The underlying Lightbend Telemetry metric is akka_actor_processing_time_ns which is a histogram. The SMA model uses the median of the metric. For worst case scenarios it may be appropriate to use a higher quantile such as 95th percentile.

akka_http_server_response_time

Akka HTTP servers take remote requests, initiate some work, and then respond with an HTTP code to the remote requestor. The akka_http_server_response_time monitor warns if that time is anomalous compared to average response time, in similar manner to the akka_processing_time monitor.

Failure Examples

TBD

Suggested Actions

TBD

Implementation

This is a SMA monitor based on the measure of the time it takes for the server to respond as provided by Lightbend Telemetry akka_http_http_server_response_time_ns

Tuning

Basic

There are two parameters that can be tuned in the SMA model. First one is the window size for estimating the running mean and standard deviation. The default value is 15 minutes. Shorter windows will make the estimate of the mean sensitive to transient effects. The second parameter is the multiplier of the standard deviation. The default value is 2. Larger values will cause the model to accept larger deviations from the running mean as normal.

Advanced

The underlying Lightbend Telemetry metric is akka_http_http_server_response_time_ns which is a histogram. The SMA model uses the median of the metric. For worst case scenarios it may be appropriate to use a higher quantile such as 95th percentile.

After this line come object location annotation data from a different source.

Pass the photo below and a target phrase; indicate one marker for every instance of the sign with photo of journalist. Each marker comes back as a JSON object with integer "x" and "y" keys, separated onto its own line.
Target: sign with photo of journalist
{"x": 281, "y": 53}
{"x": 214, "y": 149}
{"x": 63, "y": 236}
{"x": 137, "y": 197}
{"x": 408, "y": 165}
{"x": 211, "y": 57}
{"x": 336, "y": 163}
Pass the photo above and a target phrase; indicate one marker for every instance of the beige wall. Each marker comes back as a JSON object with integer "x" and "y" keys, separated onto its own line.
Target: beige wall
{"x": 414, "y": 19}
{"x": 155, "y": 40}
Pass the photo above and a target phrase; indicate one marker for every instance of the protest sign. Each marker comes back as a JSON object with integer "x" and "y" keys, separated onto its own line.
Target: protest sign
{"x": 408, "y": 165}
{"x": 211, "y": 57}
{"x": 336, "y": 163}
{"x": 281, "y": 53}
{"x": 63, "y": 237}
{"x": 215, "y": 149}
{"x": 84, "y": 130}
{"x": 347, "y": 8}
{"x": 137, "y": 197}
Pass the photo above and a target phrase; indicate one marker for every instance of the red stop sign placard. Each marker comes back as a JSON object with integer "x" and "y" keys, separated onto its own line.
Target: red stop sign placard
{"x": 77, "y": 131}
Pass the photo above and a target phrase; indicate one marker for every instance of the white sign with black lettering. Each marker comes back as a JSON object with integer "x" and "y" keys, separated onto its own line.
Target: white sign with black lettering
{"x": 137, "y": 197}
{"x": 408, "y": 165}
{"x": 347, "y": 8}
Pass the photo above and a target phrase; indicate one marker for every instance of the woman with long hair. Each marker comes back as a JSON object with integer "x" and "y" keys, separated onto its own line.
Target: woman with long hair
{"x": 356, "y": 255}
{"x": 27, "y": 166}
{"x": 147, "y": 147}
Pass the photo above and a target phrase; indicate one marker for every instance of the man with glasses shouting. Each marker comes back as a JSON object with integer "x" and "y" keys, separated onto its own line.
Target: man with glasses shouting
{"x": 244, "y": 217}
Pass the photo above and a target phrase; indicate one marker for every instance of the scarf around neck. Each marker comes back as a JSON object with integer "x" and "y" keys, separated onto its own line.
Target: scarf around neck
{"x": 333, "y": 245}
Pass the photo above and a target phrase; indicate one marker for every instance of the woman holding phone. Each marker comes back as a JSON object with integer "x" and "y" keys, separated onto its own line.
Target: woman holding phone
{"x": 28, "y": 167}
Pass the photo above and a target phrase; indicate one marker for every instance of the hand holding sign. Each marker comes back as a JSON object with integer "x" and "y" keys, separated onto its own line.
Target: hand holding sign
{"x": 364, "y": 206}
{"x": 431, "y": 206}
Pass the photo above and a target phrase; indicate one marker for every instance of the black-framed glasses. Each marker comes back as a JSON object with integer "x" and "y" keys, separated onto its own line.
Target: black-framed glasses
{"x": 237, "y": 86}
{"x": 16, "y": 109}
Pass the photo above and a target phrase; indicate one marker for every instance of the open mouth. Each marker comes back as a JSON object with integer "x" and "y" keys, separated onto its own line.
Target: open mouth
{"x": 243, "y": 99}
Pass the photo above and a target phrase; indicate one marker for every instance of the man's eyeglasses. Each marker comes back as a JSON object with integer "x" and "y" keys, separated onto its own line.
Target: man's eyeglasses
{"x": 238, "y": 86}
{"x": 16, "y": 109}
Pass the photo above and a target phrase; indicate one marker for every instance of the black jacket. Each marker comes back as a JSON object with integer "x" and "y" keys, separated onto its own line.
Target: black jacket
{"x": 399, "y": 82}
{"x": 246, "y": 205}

akka_http_client_response_time

Akka applications may communicate with remote HTTP servers by making requests and waiting for a response. The akka_http_client_response_time monitor warns if that waiting time is anomalous compared to average wait time, in similar manner to the akka_processing_time monitor.

Failure Examples

TBD

Suggested Actions

TBD

Implementation

This is a SMA monitor based on the measure of the client wait time as provided by Lightbend Telemetry akka_http_http_client_http_client_service_response_time_ns

Tuning

Basic

There are two parameters that can be tuned in the SMA model. First one is the window size for estimating the running mean and standard deviation. The default value is 15 minutes. Shorter windows will make the estimate of the mean sensitive to transient effects. The second parameter is the multiplier of the standard deviation. The default value is 2. Larger values will cause the model to accept larger deviations from the running mean as normal.

Advanced

The underlying Lightbend Telemetry metric is akka_http_http_client_http_client_service_response_time_ns which is a histogram. The SMA model uses the median of the metric. For worst case scenarios it may be appropriate to use a higher quantile such as 95th percentile.

akka_http_server_5xx

Akka HTTP server endpoints may receive requests that cause crashes or otherwise result in 500 class HTTP responses. The akka_http_server_5xx monitor warns if such 5xx errors are observed continuously for 5 minutes.

Failure Examples

TBD

Suggested Actions

TBD

Implementation

This is a threshold model based on the rate of 5xx errors per second as provided by Lightbend Telemetry akka_http_http_server_responses_5xx_rate

Tuning

Basic

The default value of the threshold is 0. Although, this can be changed, it is probably the only meaningful value.